The currencies that were beaten the most by the greenback were the aussie and the kiwi as both Australia and New Zealand have strong trade ties with the world’s second largest economy. That said, the Japanese yen was not far behind as yield differentials continued to haunt it. With US Treasury yields climbing higher and the BoJ keeping a lid on Japanese government bond (JGB) yields, the gap continues to widen, thereby pushing dollar/yen higher.
Dollar/yen closed Tuesday above the 147 mark for the first time since November, prompting a strong intervention warning from Japan’s vice minister of finance for international affairs, Masato Kanda. Speaking to reporters, Kanda said that they will not rule out any options if speculative moves persist, adding that the currency moves need to reflect fundamentals.
After approaching 20 pips from testing the 148 level, the pair started to pull back, perhaps as Kanda’s warnings prompted traders to liquidate some of their short yen positions.
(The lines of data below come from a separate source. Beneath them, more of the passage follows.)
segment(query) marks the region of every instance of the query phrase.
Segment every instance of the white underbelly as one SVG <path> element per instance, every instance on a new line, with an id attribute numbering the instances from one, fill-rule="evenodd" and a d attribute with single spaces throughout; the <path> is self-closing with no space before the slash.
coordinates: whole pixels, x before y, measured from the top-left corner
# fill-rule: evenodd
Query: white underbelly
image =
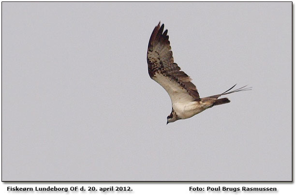
<path id="1" fill-rule="evenodd" d="M 201 113 L 208 108 L 207 105 L 204 105 L 201 102 L 191 102 L 184 104 L 176 103 L 173 105 L 173 108 L 177 116 L 181 119 L 188 119 Z"/>

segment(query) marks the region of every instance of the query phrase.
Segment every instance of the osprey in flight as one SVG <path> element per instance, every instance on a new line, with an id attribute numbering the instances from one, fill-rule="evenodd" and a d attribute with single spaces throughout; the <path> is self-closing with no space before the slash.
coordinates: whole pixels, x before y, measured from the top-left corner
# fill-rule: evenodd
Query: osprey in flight
<path id="1" fill-rule="evenodd" d="M 166 124 L 179 119 L 192 117 L 214 105 L 228 103 L 227 98 L 220 96 L 235 92 L 250 90 L 244 86 L 229 91 L 236 85 L 223 93 L 201 98 L 195 86 L 190 77 L 180 71 L 174 62 L 167 30 L 164 32 L 160 22 L 153 30 L 148 45 L 147 62 L 148 73 L 151 78 L 161 85 L 169 94 L 172 101 L 172 112 L 167 118 Z M 228 92 L 229 91 L 229 92 Z"/>

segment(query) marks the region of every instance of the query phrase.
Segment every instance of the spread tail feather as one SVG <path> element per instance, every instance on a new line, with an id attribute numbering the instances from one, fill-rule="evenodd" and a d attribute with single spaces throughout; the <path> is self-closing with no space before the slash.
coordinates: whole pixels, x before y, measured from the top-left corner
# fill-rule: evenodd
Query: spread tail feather
<path id="1" fill-rule="evenodd" d="M 228 100 L 227 98 L 218 99 L 214 102 L 213 105 L 220 105 L 223 104 L 229 103 L 229 102 L 230 102 L 230 100 Z"/>
<path id="2" fill-rule="evenodd" d="M 234 93 L 235 92 L 238 92 L 238 91 L 247 91 L 247 90 L 252 90 L 252 87 L 248 87 L 248 88 L 246 88 L 246 87 L 247 87 L 247 86 L 246 85 L 244 87 L 242 87 L 240 88 L 238 88 L 237 90 L 232 90 L 231 91 L 229 91 L 230 90 L 231 90 L 233 88 L 234 88 L 236 85 L 237 85 L 237 84 L 235 84 L 235 85 L 234 85 L 233 86 L 232 86 L 231 87 L 231 88 L 229 89 L 228 90 L 227 90 L 227 91 L 221 93 L 220 94 L 218 94 L 218 95 L 212 95 L 211 96 L 209 96 L 209 97 L 207 97 L 205 98 L 204 98 L 205 99 L 206 98 L 218 98 L 219 97 L 220 97 L 222 95 L 227 95 L 227 94 L 229 94 L 230 93 Z M 228 92 L 229 91 L 229 92 Z M 222 99 L 221 99 L 222 100 Z"/>

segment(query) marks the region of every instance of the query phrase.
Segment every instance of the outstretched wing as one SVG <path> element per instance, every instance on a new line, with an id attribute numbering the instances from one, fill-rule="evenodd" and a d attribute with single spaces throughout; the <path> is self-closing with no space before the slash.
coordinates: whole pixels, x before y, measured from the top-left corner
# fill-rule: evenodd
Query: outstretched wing
<path id="1" fill-rule="evenodd" d="M 150 37 L 147 51 L 149 75 L 164 88 L 173 104 L 199 101 L 199 95 L 191 79 L 174 62 L 167 30 L 163 33 L 164 27 L 160 22 Z"/>

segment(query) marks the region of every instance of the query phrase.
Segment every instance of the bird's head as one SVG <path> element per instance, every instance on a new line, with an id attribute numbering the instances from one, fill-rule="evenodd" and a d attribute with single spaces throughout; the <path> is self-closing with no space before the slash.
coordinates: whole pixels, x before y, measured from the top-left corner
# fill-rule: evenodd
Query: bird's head
<path id="1" fill-rule="evenodd" d="M 172 110 L 172 112 L 171 112 L 171 114 L 168 116 L 166 119 L 167 119 L 166 124 L 168 124 L 170 122 L 175 122 L 175 121 L 176 121 L 178 119 L 178 116 L 176 114 L 176 112 L 174 110 Z"/>

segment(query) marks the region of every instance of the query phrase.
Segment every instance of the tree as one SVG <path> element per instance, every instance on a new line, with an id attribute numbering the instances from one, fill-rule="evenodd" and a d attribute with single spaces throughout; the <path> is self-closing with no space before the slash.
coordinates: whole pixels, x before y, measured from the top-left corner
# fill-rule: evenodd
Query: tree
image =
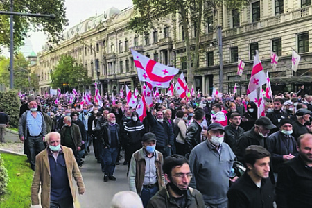
<path id="1" fill-rule="evenodd" d="M 83 65 L 76 64 L 76 60 L 68 55 L 62 55 L 58 65 L 51 73 L 51 87 L 62 88 L 64 85 L 83 90 L 92 83 L 87 70 Z"/>
<path id="2" fill-rule="evenodd" d="M 248 0 L 133 0 L 133 5 L 137 15 L 130 19 L 130 26 L 137 33 L 144 33 L 154 25 L 157 18 L 172 14 L 175 17 L 180 15 L 183 26 L 187 55 L 187 85 L 196 86 L 194 71 L 197 69 L 199 60 L 200 34 L 202 17 L 211 11 L 211 8 L 216 16 L 216 26 L 218 25 L 218 9 L 222 8 L 224 3 L 229 8 L 241 9 Z M 176 21 L 173 18 L 173 21 Z M 157 23 L 156 23 L 157 24 Z M 192 50 L 190 44 L 191 29 L 196 33 L 195 48 Z"/>
<path id="3" fill-rule="evenodd" d="M 0 10 L 10 11 L 10 0 L 1 0 Z M 23 44 L 26 33 L 44 31 L 49 36 L 49 42 L 56 43 L 61 40 L 64 26 L 67 26 L 66 19 L 65 0 L 15 0 L 13 1 L 13 11 L 23 13 L 54 14 L 55 19 L 14 16 L 15 49 Z M 0 15 L 0 45 L 10 45 L 10 18 L 8 15 Z"/>

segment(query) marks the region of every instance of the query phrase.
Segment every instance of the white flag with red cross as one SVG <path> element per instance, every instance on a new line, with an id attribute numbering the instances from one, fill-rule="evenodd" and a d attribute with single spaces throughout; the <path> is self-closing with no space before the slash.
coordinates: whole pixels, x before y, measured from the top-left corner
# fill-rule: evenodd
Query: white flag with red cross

Now, it remains to be seen whether they will resume pushing the pair higher and risk an actual intervention episode, or whether they will allow it to correct lower as they did back in July after the pair flirted with the 145 territory.
ISM non-mfg PMI could impact Fed pricing
China’s worrying economic performance may not be the only source of fuel in the dollar’s engine tanks. The downside revisions in the euro area PMIs for August rang the recession alarm bells louder, fanning fears of slowing global growth, while the steep rally in oil prices may have allowed some traders to reconsider the likelihood of another hike by the Fed, as it could result in higher inflation in the months to come.
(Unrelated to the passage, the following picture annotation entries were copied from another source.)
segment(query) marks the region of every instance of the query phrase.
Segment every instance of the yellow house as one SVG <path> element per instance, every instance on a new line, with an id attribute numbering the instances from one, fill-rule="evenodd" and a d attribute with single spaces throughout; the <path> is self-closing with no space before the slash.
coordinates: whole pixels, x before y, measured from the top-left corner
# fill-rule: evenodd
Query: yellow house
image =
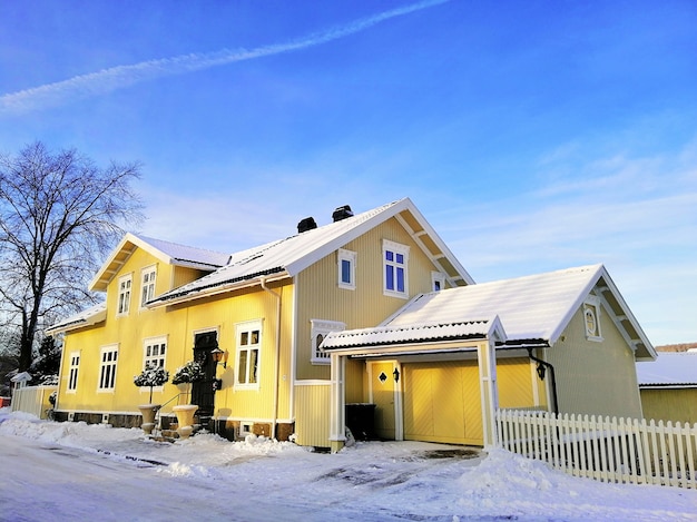
<path id="1" fill-rule="evenodd" d="M 105 303 L 49 329 L 65 335 L 56 412 L 138 425 L 149 390 L 134 376 L 148 363 L 171 375 L 197 360 L 206 377 L 190 390 L 154 390 L 163 415 L 190 401 L 202 423 L 229 439 L 295 434 L 327 446 L 323 337 L 379 324 L 421 293 L 471 283 L 408 198 L 355 216 L 340 207 L 327 225 L 306 218 L 296 234 L 233 255 L 128 234 L 91 283 Z M 219 364 L 215 348 L 225 353 Z"/>
<path id="2" fill-rule="evenodd" d="M 489 444 L 499 406 L 640 416 L 655 358 L 601 265 L 474 285 L 408 198 L 232 255 L 128 234 L 91 289 L 50 328 L 59 418 L 139 425 L 134 376 L 196 360 L 190 390 L 153 391 L 165 422 L 190 402 L 230 440 L 336 450 L 369 411 L 376 437 Z"/>
<path id="3" fill-rule="evenodd" d="M 420 295 L 323 348 L 346 383 L 331 397 L 337 446 L 352 373 L 379 435 L 487 445 L 497 407 L 640 418 L 635 362 L 656 358 L 602 265 Z"/>
<path id="4" fill-rule="evenodd" d="M 697 349 L 660 352 L 637 366 L 644 416 L 674 424 L 697 423 Z"/>

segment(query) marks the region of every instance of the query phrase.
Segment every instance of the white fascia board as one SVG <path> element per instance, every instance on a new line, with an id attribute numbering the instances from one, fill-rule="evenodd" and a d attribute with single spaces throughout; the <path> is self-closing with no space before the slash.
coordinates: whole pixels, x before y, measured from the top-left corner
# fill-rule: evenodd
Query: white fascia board
<path id="1" fill-rule="evenodd" d="M 547 341 L 550 346 L 552 346 L 554 343 L 557 343 L 557 341 L 559 341 L 559 337 L 561 337 L 561 334 L 563 334 L 563 331 L 567 328 L 567 326 L 571 322 L 571 318 L 576 315 L 576 312 L 581 307 L 583 302 L 590 295 L 590 290 L 592 290 L 593 287 L 598 284 L 600 276 L 603 273 L 606 273 L 602 265 L 596 265 L 595 268 L 596 268 L 595 273 L 590 276 L 590 278 L 588 279 L 588 283 L 586 283 L 586 286 L 576 296 L 576 299 L 573 301 L 571 306 L 567 309 L 567 312 L 565 313 L 559 324 L 554 327 L 554 329 L 547 333 L 547 335 L 542 336 L 542 338 Z"/>

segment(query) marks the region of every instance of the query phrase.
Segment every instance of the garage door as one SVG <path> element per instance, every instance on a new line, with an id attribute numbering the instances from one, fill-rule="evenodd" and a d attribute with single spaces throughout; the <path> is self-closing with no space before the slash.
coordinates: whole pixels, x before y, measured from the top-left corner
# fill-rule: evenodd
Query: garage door
<path id="1" fill-rule="evenodd" d="M 477 361 L 403 365 L 404 439 L 483 443 Z"/>

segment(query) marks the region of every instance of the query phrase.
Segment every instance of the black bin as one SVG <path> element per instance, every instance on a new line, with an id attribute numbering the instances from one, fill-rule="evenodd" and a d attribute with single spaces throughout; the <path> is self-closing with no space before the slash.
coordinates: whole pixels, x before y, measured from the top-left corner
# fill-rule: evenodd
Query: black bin
<path id="1" fill-rule="evenodd" d="M 370 403 L 346 404 L 346 426 L 356 441 L 375 439 L 375 405 Z"/>

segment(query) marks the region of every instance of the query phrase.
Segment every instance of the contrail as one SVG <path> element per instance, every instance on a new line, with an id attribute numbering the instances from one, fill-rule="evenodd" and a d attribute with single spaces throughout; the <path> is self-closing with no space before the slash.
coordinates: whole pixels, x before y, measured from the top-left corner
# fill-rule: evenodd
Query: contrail
<path id="1" fill-rule="evenodd" d="M 10 92 L 0 96 L 0 116 L 3 114 L 21 114 L 46 107 L 56 107 L 76 98 L 88 98 L 122 89 L 141 81 L 166 76 L 224 66 L 236 61 L 251 60 L 282 52 L 297 51 L 320 46 L 332 40 L 355 35 L 391 18 L 428 9 L 445 3 L 449 0 L 425 0 L 411 3 L 390 11 L 354 20 L 347 24 L 333 27 L 285 43 L 274 43 L 255 49 L 223 49 L 216 52 L 180 55 L 173 58 L 141 61 L 131 66 L 117 66 L 98 72 L 80 75 L 68 80 Z"/>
Although investors remain largely convinced that the Fed will not act at its upcoming gathering, the probability for a November hike stands at around 45%. That number could have been higher if it wasn’t for comments by Fed Governor Waller, who said that the latest round of US economic data allows the Committee space to see whether it needs to raise rates further.
With all that in mind, the ISM non-manufacturing PMI for August, due out today, may attract special attention. Expectations are for a minor decline but given that the preliminary services PMI from S&P Global pointed to a more notable decline, the risks surrounding the ISM index may be titled to the downside. That said, whether the probability of another Fed hike will decline or increase may also depend on the new orders and prices subindices. If the subcomponents hint at inflation being stickier than previously thought, Treasury yields and the US dollar may continue marching higher.
Wall Street closes in the red, BoC decides on rates
The reduced risk appetite forced all three of Wall Street indices to close in the red yesterday. However, the price action is far from suggesting a negative outlook. The pullback may continue today if the ISM PMI increases the probability for another hike by the Fed before the end credits of this tightening crusade roll, but as long as investors continue to anticipate a decent amount of rate cuts throughout 2024, any setback may just prove to be just a correction within the broader uptrend.
Apart from the ISM non-manufacturing PMI, today’s agenda also includes a Bank of Canada decision. Traders are largely expecting the Bank to stand pat, and indeed, with underlying inflation close to the upper bound of the Bank’s 1-3% flexibility band, policymakers may have the luxury to wait for a while before deciding whether more tightening is needed or not.
However, bearing in mind that oil prices are rising at a fast pace, closing the door to future hikes may be an unwise choice. Thus, with the probability of another hike resting at only 35%, should policymakers remain willing to act if deemed necessary, the wounded loonie may gain some ground.